Q Eau de Parfum Intense: A Wannabe Lost Cherry by TF

Q Eau de Parfum Intense by Dolce & Gabbana
Amber Floral
Daphné Bugey

Q EDP Intense is of course a flanker of the original Q. An intense, elixir or parfum version is usually a more concentrated, sensual, deeper fragrance with the DNA of the original juice.

I normally like the uniqueness, easy-going versatile and fresh nature of the original fragrances. Most of the time, I do not need more intensity and sweetness. Q intense is a classic example where I am over the moon with the OG; however, ambivalent towards the intense.

Q Intense smells like Griotte in the opening which is a dark cherry liquor. It is accompanied with heliotrope and amber. Overall, it smells fruity, nutty, creamy and sweet. But at the same time, it does not have the intensity some of the nighttime deep black cherry scents have like La Petite Robe Noire by Guerlain or Lovefest Burning Cherry 48 by Kayali. It is a fruity-sweet cherry fragrance with a bit of a base which does not stay straight and strong. It is a sort of wannabe Lost Cherry by Tom Ford but it struggling to get there.

Tutti Twilly d’Hermès: Sultry Lychee with Style

Tutti Twilly d’Hermès by Hermès
Floral Fruity
Christine Nagel

Tutti is the newest release by Hermès within the Twilly line. It jumped on the train with the super popular fruity note of lychee. And yes, there is litchi; however, the white floral is still present. You can tell it is Hermès and you can also showcase it is Twilly. In other words, the quality is there and so are the flowers with ginger.

It is a floral fruity but elevated. Long story short, there is an edge and depth to otherwise an easy perfume profile. I think it is great. It has a playful element. If I compare all the five Twilly’s, Tutti is the most reminiscent to Eau Poivrée.

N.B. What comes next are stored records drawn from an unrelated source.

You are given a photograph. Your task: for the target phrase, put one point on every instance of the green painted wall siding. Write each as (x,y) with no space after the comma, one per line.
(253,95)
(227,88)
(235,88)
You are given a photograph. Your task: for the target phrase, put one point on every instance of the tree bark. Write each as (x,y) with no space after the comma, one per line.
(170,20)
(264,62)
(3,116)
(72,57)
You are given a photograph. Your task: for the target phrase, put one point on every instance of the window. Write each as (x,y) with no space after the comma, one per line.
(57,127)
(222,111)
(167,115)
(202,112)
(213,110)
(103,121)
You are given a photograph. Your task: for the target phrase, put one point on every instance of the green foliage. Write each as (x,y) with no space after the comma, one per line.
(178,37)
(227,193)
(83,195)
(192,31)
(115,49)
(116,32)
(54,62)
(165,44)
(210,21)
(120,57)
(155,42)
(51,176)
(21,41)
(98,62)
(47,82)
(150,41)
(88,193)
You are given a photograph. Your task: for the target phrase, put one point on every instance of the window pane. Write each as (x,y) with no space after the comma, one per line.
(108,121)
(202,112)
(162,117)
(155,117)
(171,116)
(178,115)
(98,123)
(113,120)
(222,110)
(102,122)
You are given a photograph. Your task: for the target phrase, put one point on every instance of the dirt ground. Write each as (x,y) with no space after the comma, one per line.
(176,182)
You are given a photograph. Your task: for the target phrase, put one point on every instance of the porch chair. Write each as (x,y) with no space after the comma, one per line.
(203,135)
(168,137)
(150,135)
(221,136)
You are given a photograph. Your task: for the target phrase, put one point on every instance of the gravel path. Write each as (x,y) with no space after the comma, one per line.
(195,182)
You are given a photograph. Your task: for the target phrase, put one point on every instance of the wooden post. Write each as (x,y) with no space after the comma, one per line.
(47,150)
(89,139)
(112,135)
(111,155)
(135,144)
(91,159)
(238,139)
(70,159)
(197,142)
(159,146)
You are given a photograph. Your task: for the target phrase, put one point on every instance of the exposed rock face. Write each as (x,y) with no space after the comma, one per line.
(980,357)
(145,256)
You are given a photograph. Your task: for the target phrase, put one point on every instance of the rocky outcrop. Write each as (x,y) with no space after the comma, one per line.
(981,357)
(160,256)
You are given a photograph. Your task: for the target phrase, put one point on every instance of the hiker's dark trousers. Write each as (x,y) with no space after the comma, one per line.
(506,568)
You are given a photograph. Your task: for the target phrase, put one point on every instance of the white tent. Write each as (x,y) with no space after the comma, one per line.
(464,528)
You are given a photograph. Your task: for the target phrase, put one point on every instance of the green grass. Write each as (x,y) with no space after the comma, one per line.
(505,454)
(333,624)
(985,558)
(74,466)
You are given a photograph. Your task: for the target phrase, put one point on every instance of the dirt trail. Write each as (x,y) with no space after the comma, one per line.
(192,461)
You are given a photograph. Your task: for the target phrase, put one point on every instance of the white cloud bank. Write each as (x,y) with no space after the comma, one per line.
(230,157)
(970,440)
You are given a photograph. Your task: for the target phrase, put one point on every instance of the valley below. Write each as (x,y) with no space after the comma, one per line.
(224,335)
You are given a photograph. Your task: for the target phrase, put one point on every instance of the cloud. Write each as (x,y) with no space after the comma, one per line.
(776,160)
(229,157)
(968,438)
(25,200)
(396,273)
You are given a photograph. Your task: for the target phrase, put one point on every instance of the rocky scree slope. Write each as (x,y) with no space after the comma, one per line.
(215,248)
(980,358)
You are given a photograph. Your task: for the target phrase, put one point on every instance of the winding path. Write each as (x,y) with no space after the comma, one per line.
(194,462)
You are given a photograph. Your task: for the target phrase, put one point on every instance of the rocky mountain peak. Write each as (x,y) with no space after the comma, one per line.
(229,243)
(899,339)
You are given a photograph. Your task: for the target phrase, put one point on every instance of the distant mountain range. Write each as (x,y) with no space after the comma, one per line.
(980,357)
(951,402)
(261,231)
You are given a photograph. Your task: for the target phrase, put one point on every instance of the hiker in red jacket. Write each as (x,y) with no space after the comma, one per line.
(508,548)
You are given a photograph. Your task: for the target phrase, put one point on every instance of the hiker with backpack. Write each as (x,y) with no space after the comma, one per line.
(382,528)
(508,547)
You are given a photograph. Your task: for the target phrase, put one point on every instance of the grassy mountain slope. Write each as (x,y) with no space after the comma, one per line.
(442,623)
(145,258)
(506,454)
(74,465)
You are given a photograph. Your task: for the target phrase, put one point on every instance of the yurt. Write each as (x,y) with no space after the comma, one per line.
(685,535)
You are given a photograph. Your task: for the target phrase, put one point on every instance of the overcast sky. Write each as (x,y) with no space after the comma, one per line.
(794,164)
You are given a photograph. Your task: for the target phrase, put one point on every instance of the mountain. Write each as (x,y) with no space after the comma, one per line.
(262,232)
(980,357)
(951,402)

To give you a different perspective, I would wear Tutti for the same occasion as I would put on Blue Heart by Thameen. The scents have a different structure but give me the same vibe. They are both friendly, sweet yet sophisticated. I would use them to hang out with girlfriends or for a casual date. They are approachable enough to be worn during the day; nevertheless, not easy going to the extend I would wear them to run errands, for instance.

At this moment, I have Twilly Eau Ginger in my perfume collection and I am okay with my Twilley’s acquisitions for now. When I am done with Eau Ginger, I will consider adding Tutti to the mix. Have a great day!

Brit Rhythm Burberry

Provocative yet gentle.

Brit Rhytm is a surprisingly nice composition. I have a 10 ml sample and can’t get enough. The fragrance is musky and woody yet floral and fresh.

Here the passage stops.